A rebate should be appearing on the bill of Fort Frances Power Corp.
customers by mid- to late June, FFPC CEO and president Mark McCaig said yesterday afternoon.
“We’ve received word from the government [on Wednesday] regarding the promised rebate to our customers,” he noted.
“The way it’s going to be done is the FFPC will receive a credit on its invoice from the Independent Electricity Market Operator [IMO],” he explained. “When we receive that, we’ll be passing that on to our customers.
“We’ll take a look at what everybody paid from May 1 of last year to March 31 of this year. Then, we’ll look at what they would have paid if they’d had the 4.3 kW/h cap.

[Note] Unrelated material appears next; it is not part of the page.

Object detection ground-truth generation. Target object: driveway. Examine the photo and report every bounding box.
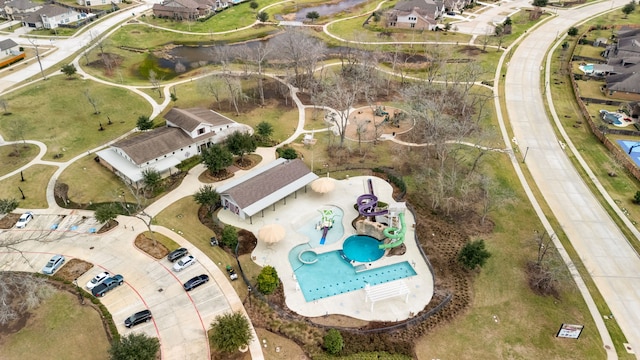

“The difference is what they’ll be credited with.”^McCaig said unlike elsewhere in the province, where hydro customers received a $75 rebate cheque late last year and then a second rebate, the FFPC has been instructed to deliver the credit in one step.
Even if this wasn’t the case, Mc- Caig added the FFPC isn’t in a position to be sending out cheques to all its customers because a good number of accounts are in arrears after the winter.
The FFPC has not cut off anybody’s power despite the provincially- ordered moratorium that elapsed at the beginning of April.
McCaig noted the credit could be significant for some customers, particularly small businesses that qualify for the 4.3 kW/h cap. In fact, some may get one large enough to carry them over their next few months worth of hydro bills.
The province initially denied FFPC customers the benefit of the province-wide 4.3 cent/kWh hydro cap on the grounds local residents had—thanks to the power agreement with the mill—been paying less than most other hydro customers across Ontario after the electricity market opened to competition last May.
Under intense local lobbying, the province eventually backed down and announced in mid-March that FFPC customers would get a break after all.